Obi-Wan and Maul in Star Wars Rebels

By way of his time in Star Wars animation, Maul has become one of the best and most layered characters - not just villains - in the Star Wars canon. Still, one of the most underrated aspects of the character is how tragic he is.

Maul is never redeemed for the atrocities he commits, and he just was never able to escape the hate and the anger that he was raised into since he was a child. That is where his tragedy stems from. He never knew anything but deep, burning feelings of pure unadulterated hatred and vengeance.
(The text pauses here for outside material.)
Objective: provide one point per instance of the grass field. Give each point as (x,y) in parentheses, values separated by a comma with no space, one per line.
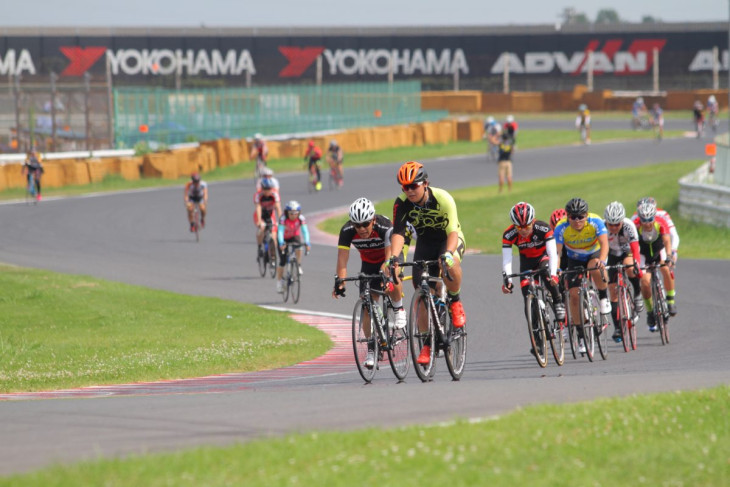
(672,439)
Maul never knew peace until he had his final dying words in Obi-Wan's arms.

Asajj Ventress

Ventress and Ky Narec in The Clone Wars

By looking into her past, showcasing the tragedies she had endured, The Clone Wars showed Asajj Ventress to be far more sympathetic than fans had realized, and those feelings only got amplified as her life came to an end.

Ventress is shown to actually have a good side, to be far more than another pawn deep down the ladder of individuals puppeteered by Sidious. Her time with and loss of Ky Narec, her helping Ahsoka, her time with Quinlan Vos, and her eventual sacrifice, all add up to make her a villain turned anti-hero and one of the most sympathetic outside of the films.

Darth Vader

Anakin Skywalker has his last words in a conversation with Luke before he dies in Return of the Jedi

The redemption of Anakin Skywalker will likely forever be the greatest story in Star Wars, and that would not be the case if Darth Vader was not such a deeply tragic, sympathetic villain.

Anakin was a severely flawed person, oftentimes unlikable even, but endured heartbreak and serious turmoil time and time again prior to becoming Darth Vader. Whether it be getting used and lied to by the Jedi Council, losing his mother twice, being manipulated by Sidious, losing Ahsoka, or any one of a hundred different things, fans understand how he fell to the dark side. It is not like the pain ended there either, Vader was in constant agony, not just physically but emotionally and mentally too. That does not excuse the unspeakable acts he committed, but it does make him Star Wars' most sympathetic villain.